Board books also lasted well past their recommended age. I won’t say how long ago it was that my 13-year-old grudgingly allowed me to move them from her bookshelves into her closet so she’d have some space on her shelves. Let’s just say she didn’t have any baby teeth left when it happened!
Here are a few of our favorites, including why we loved them:
Who can say why this book is so charming? We, a family of words, just loved this book that only has a few. We, a family that gets queasy when visiting zoos, loved this tale of zoo animals running the show. This book is full of sly details in the pictures that kids love to look at. Pre-verbal children react to the fun pictures (and the book edges that are great for teething). Older children like to talk about what’s happening in the pictures that is not in the text.
OK, I will admit that we didn’t have this in board book form. However, I’m adding it because it would have been great that way and it was one of our all-around favorite books. Ehlert’s incredible collage art is wonderful. She chooses some obvious and some very quirky fruits and vegetables to feature. And for some reason, kids just can’t get enough of alphabet books!
Somebody gave us Jamberry as a gift. Can’t remember who it was, but I do remember looking at it skeptically and wondering if we’d like it.
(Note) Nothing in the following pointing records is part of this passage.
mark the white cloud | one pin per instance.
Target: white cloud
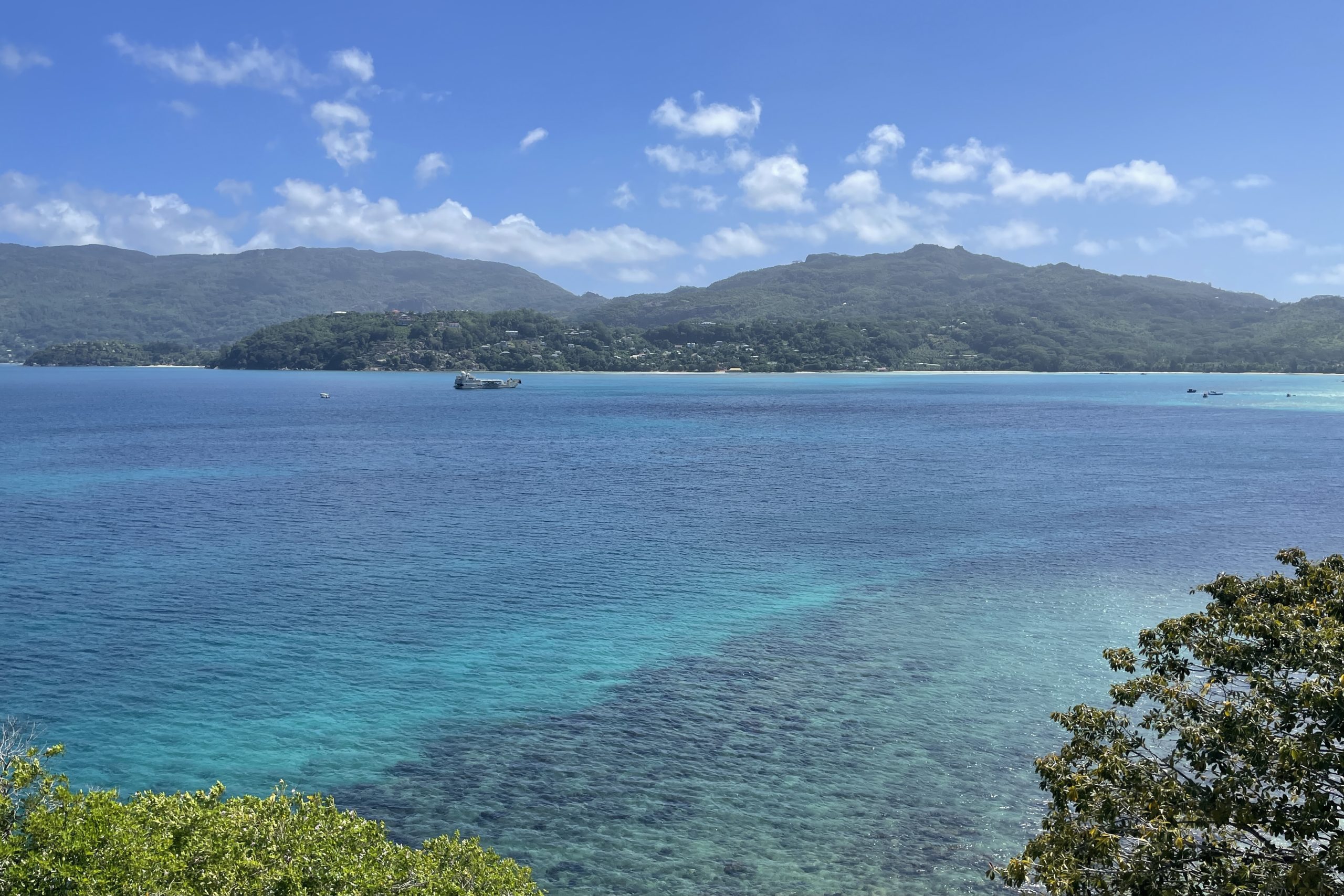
(881, 224)
(335, 217)
(346, 148)
(1328, 277)
(716, 120)
(958, 163)
(236, 190)
(795, 231)
(857, 187)
(73, 215)
(255, 66)
(951, 201)
(1164, 239)
(1139, 179)
(624, 196)
(1147, 181)
(536, 135)
(430, 167)
(697, 273)
(702, 198)
(884, 143)
(17, 59)
(308, 214)
(1093, 248)
(1252, 182)
(1018, 234)
(1031, 186)
(354, 62)
(338, 114)
(731, 242)
(776, 184)
(680, 160)
(1254, 234)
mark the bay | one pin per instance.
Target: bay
(647, 633)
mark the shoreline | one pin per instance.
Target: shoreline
(202, 367)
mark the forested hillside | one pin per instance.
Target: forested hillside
(978, 311)
(1306, 336)
(68, 293)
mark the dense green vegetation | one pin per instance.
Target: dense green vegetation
(57, 841)
(531, 342)
(928, 308)
(983, 312)
(1221, 767)
(66, 293)
(113, 354)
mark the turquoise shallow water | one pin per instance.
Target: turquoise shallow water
(652, 635)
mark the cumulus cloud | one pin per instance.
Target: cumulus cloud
(958, 163)
(857, 187)
(308, 214)
(716, 120)
(884, 143)
(680, 160)
(1254, 234)
(17, 61)
(255, 66)
(1328, 277)
(702, 198)
(731, 242)
(1252, 182)
(154, 224)
(1093, 248)
(311, 213)
(346, 135)
(624, 196)
(236, 190)
(884, 222)
(354, 62)
(634, 275)
(536, 135)
(776, 184)
(795, 231)
(429, 167)
(1018, 234)
(1139, 179)
(951, 201)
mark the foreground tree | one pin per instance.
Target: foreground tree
(59, 841)
(1218, 769)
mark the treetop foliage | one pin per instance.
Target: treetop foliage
(56, 841)
(1218, 769)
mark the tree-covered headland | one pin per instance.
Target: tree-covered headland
(523, 340)
(57, 841)
(114, 354)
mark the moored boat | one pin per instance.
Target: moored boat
(467, 381)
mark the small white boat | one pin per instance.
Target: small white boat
(467, 381)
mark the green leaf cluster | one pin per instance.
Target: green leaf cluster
(1220, 767)
(57, 841)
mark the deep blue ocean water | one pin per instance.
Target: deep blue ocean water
(647, 633)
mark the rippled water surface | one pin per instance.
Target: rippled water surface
(649, 635)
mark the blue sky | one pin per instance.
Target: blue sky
(625, 148)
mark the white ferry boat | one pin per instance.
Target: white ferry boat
(467, 381)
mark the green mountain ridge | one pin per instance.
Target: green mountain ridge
(68, 293)
(920, 309)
Did we like it? Oh, yes. Degen’s ridiculous rhymes and unstoppably silly story was so fun to read that we the parents didn’t even get sick of it. (Well, OK, maybe just a little.) And this was one of those books where our kids would finish the sentences for us. Memorizing books, by the way, is a great way for kids to learn to read. Both of our kids became natural, whole-word readers very suddenly, and I think that having memorized books so they could then apply reading rules backwards was part of the reason.
Noticing a theme here? Our kids loved to read about food. Probably that’s partly their parents’ influence, but I think it’s also because food is such a universal theme. Kids are hungry so much of the time that food is extremely important to them. And the lovely thing about Sanger’s books is that they feature non-standard American food. I remember the first time I saw a kid eating sushi—I moved to California in the 80’s from the Midwest and one day sat next to a grandmother and her son who looked to be about four. She asked him what he wanted. “Unagi, Gramma!” he said enthusiastically. A kid eating eel? My world was rocked. My kids’ world was so much different from mine—they were exposed to the love of international food from a very early age. My kids loved to point at the pieces of sushi they wanted, and then we’d pretend to eat them.
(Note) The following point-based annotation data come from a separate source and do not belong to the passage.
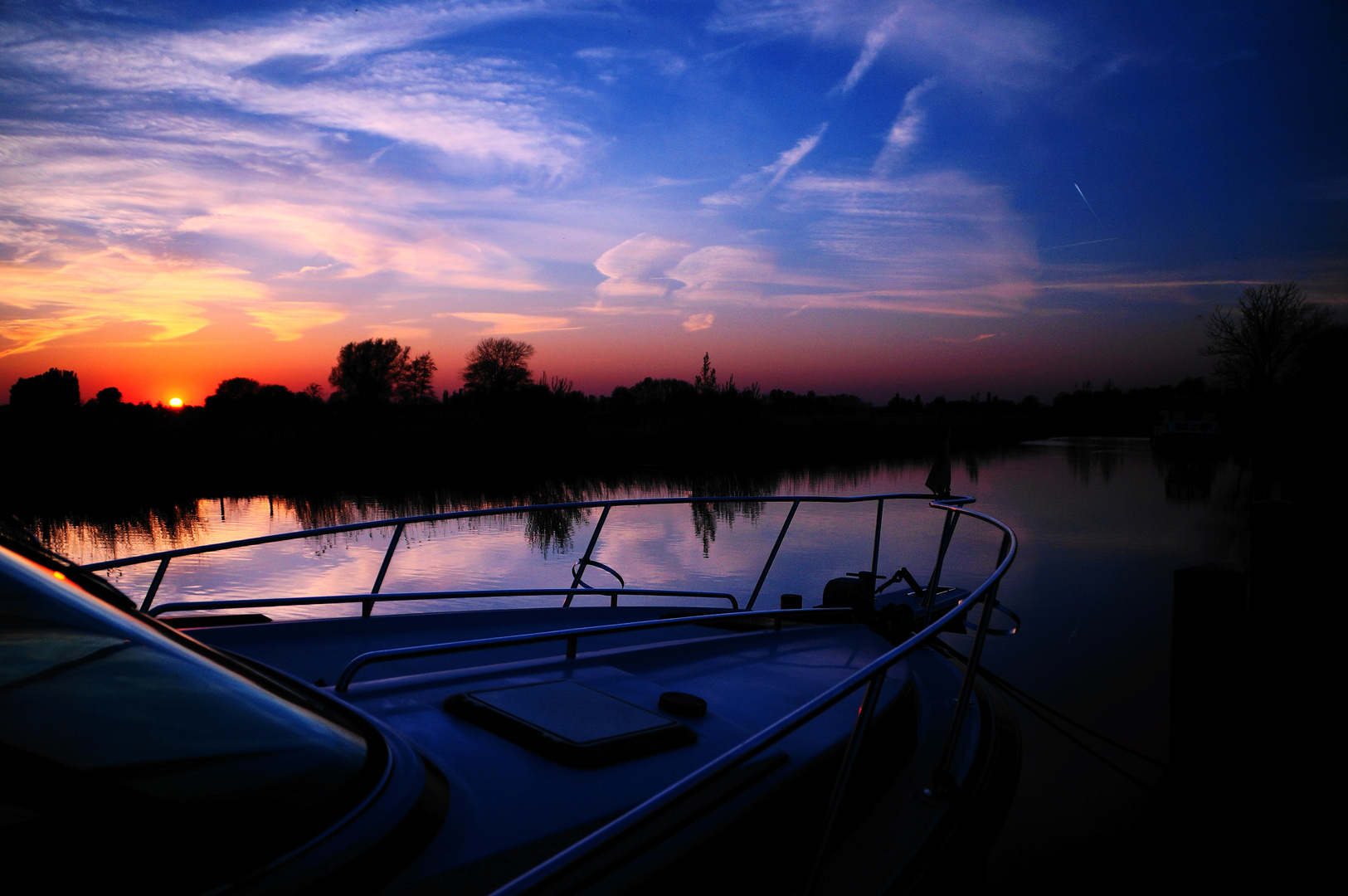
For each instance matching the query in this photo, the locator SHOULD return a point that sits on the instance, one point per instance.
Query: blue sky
(871, 197)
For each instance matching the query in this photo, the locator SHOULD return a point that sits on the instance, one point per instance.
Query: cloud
(966, 338)
(356, 71)
(933, 243)
(905, 131)
(287, 321)
(966, 41)
(875, 41)
(698, 322)
(724, 274)
(751, 187)
(636, 269)
(502, 324)
(119, 286)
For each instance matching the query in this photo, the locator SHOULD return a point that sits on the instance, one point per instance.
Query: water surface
(1103, 524)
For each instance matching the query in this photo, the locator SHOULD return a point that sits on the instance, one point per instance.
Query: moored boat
(645, 745)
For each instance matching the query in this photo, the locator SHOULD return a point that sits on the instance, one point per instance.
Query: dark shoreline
(291, 444)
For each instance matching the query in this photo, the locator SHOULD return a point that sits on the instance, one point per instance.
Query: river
(1102, 526)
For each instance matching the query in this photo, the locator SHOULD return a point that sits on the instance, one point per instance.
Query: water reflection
(705, 516)
(1103, 524)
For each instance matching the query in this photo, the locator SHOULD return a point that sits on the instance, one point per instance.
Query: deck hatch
(571, 723)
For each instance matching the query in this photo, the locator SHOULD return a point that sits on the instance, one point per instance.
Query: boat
(618, 740)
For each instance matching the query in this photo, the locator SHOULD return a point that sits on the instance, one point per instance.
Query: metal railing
(569, 635)
(871, 678)
(577, 587)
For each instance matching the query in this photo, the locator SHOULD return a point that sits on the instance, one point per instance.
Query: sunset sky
(927, 197)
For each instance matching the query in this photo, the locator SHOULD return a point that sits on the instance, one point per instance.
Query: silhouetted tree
(50, 391)
(498, 365)
(370, 371)
(236, 388)
(705, 382)
(1255, 343)
(416, 384)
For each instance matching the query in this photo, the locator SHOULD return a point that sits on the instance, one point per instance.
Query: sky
(929, 196)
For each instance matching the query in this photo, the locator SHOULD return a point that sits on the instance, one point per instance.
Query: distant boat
(1179, 425)
(638, 747)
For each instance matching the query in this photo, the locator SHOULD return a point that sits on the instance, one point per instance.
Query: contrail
(1068, 246)
(1088, 207)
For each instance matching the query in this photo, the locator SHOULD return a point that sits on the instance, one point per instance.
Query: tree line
(1278, 373)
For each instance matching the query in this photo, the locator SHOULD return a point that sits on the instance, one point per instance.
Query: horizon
(867, 198)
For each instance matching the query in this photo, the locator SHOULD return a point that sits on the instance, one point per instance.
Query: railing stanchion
(771, 557)
(589, 550)
(154, 585)
(942, 777)
(875, 552)
(368, 606)
(854, 747)
(947, 533)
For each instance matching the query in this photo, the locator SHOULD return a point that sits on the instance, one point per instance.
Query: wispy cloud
(905, 131)
(638, 269)
(119, 286)
(966, 338)
(964, 39)
(875, 41)
(500, 324)
(751, 187)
People often ask how we got our kids to be such adventurous eaters. Well, just as a taste of our attitudes, I will tell you that after we read that sometimes babies would reject breastmilk after the mom had ingested unusually stinky food, my husband and I decided that we needed to make sure to eat a lot of unusually stinky food! My first takeout after my son was born was Thai. My son’s first meal was actually dim sum. We were at our favorite restaurant during the period while we were attempting to introduce single solid foods one by one, just like they tell you to. He hated solid food. But there he was, sitting next to us, drooling and smacking his lips at the scent of dim sum. We decided that because we were three minutes’ drive away from the nearest hospital, we’d take the chance. From then on, our babies ate the same thing we did, mushed up or ground up in a baby food grinder we would carry with us. Tangy, spicy, sweet or sour, they loved it all.
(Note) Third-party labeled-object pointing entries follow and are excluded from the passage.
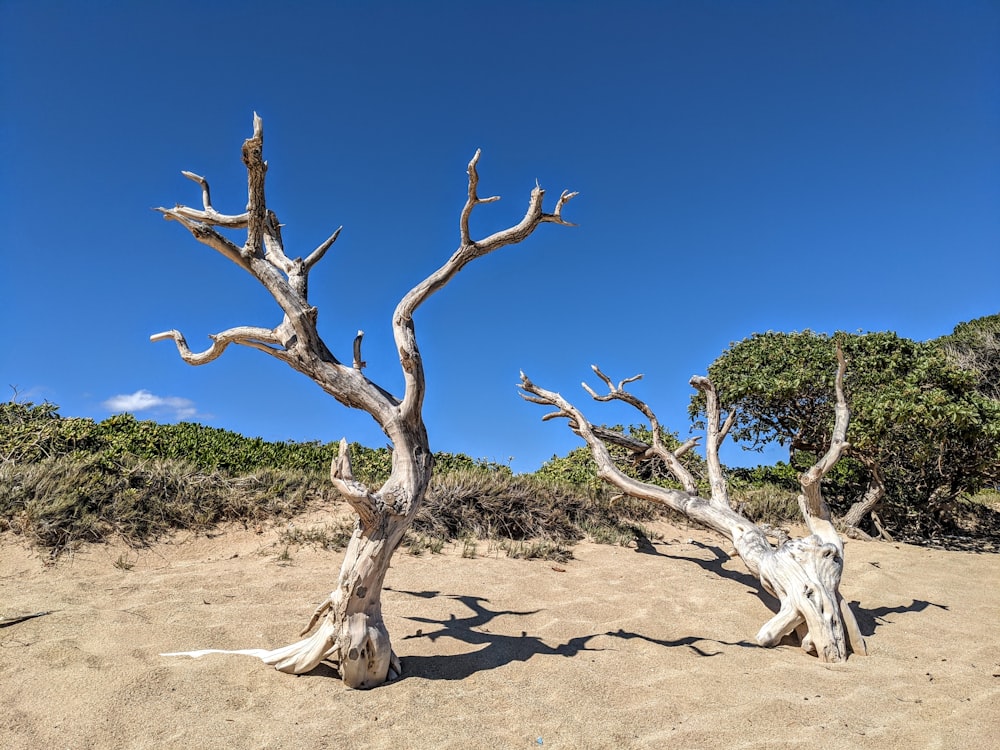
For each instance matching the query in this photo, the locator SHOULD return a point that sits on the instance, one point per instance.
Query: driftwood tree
(804, 574)
(351, 630)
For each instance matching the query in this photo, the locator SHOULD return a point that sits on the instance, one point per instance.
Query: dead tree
(351, 631)
(804, 574)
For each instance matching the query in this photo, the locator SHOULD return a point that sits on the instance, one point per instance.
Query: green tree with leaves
(921, 433)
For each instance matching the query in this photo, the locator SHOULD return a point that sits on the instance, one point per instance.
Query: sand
(617, 648)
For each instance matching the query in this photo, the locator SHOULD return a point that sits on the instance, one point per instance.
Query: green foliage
(975, 346)
(64, 481)
(915, 417)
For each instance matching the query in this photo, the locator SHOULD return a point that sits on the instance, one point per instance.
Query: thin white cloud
(143, 400)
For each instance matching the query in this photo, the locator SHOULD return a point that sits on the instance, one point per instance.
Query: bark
(857, 513)
(351, 631)
(804, 574)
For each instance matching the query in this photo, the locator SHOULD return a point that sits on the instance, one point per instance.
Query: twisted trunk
(351, 630)
(803, 574)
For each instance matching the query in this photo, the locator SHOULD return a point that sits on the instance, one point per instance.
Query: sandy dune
(618, 648)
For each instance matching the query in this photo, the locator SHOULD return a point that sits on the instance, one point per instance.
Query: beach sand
(618, 648)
If you are a family that loves words, you have to invest in some DK books. Our kids loved them and we would read them over and over and over. They start from the simple Baby Faces, which babies love, move to the “my first” series like My First Colors, get into words in general such as in My First Words, then move into genres such as farm animals (my kids loved this one!), bodies, vehicles, animals, and dinosaurs. The very best DK book we ever had doesn’t seem to exist anymore. It was a non-board book with hundreds of pictures and words in it. My kids just loved to sit and look at the book and make motions and noises to accompany all the words the book portrayed. It wasn’t this book, but something like it on a much larger scale.
I will conclude with one piece of advice: If you decide to buy bathtub books for your child (and I certainly hope you do!), spray them with bleach once a month. You really don’t want to know what starts to grow on there after it’s been read—and teethed on—for as long as ours were.